Dans action artistique, il y le mot artistique. Et ce n’est pas un détail. C’est pour nous une autre manière de créer, de travailler avec des publics, et surtout avec ceux qui franchissent difficilement la porte d’un théâtre.
Qu’est-ce qui t’empêche ?
Si la France est un pays riche, les crises successives - y compris les crises sanitaires - ont creusé les écarts entre les plus défavorisés et les plus favorisés, entre les gens qui se sentent légitimes et les gens qui se sentent rejetés, ou mis à la marge.
C’est de ce constat qu’est né ce projet d’action artistique, que j’ai expérimenté en octobre 2021 au sein des actions de transmission des Plateaux Sauvages à Paris, en lien avec la mission locale. Cela concernait une dizaine de jeunes en insertion, et se déroulait sur 5 jours.
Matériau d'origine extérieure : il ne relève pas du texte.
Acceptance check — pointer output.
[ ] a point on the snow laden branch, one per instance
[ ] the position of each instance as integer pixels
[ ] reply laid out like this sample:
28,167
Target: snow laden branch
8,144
Le protocole est le suivant (et pourra évoluer au fil des actions) :
Deux récits
Il s’agit de demander à chacun deux récits, un récit d’empêchement, et un récit de dépassement. C’est-à-dire un récit qui relate un moment où l’on s’est senti empêché, ou auto-empêché, pas à sa place, illégitime. Et un autre où l’on a dépassé un empêchement, ou l’on s’est senti fier d’oser. Il est à chaque fois précisé que ces récits peuvent être personnels, mais aussi empruntés à d’autres dans l’entourage familiale ou autre.
Des interviews croisées
Pour ne pas mettre trop en fragilité les participants, qui n’ont pas l’habitude de parler en public, et livrer des choses intimes, des duos se forment et l’un interview l’autre, et réciproquement. C’est une situation plus facile. Ensuite, ils ne vont pas transmettre leurs propres récits, mais ceux de l’autre. Ce qui crée une distance théâtrale, un jeu, une légèreté, et déjà un travail de mise à distance, et de mise en forme du récit.
L’oralité au centre
C’est la troisième étape. Chacun choisit de garder son récit, ou de prendre le récit d’un autre qui les a touchés. Et on entame un travail très fin, et spécifique à chacune, à chacun : comment tout en gardant l’organicité et l’élan de l’oral, trouver une dramaturgie, une structure, une manière de porter le récit de manière personnelle, mais en se posant des questions d’écriture à l’intérieur de l’oralité, en remettant en question l’ordre des évènements, des tics de langage qui affaibliraient la narration, etc…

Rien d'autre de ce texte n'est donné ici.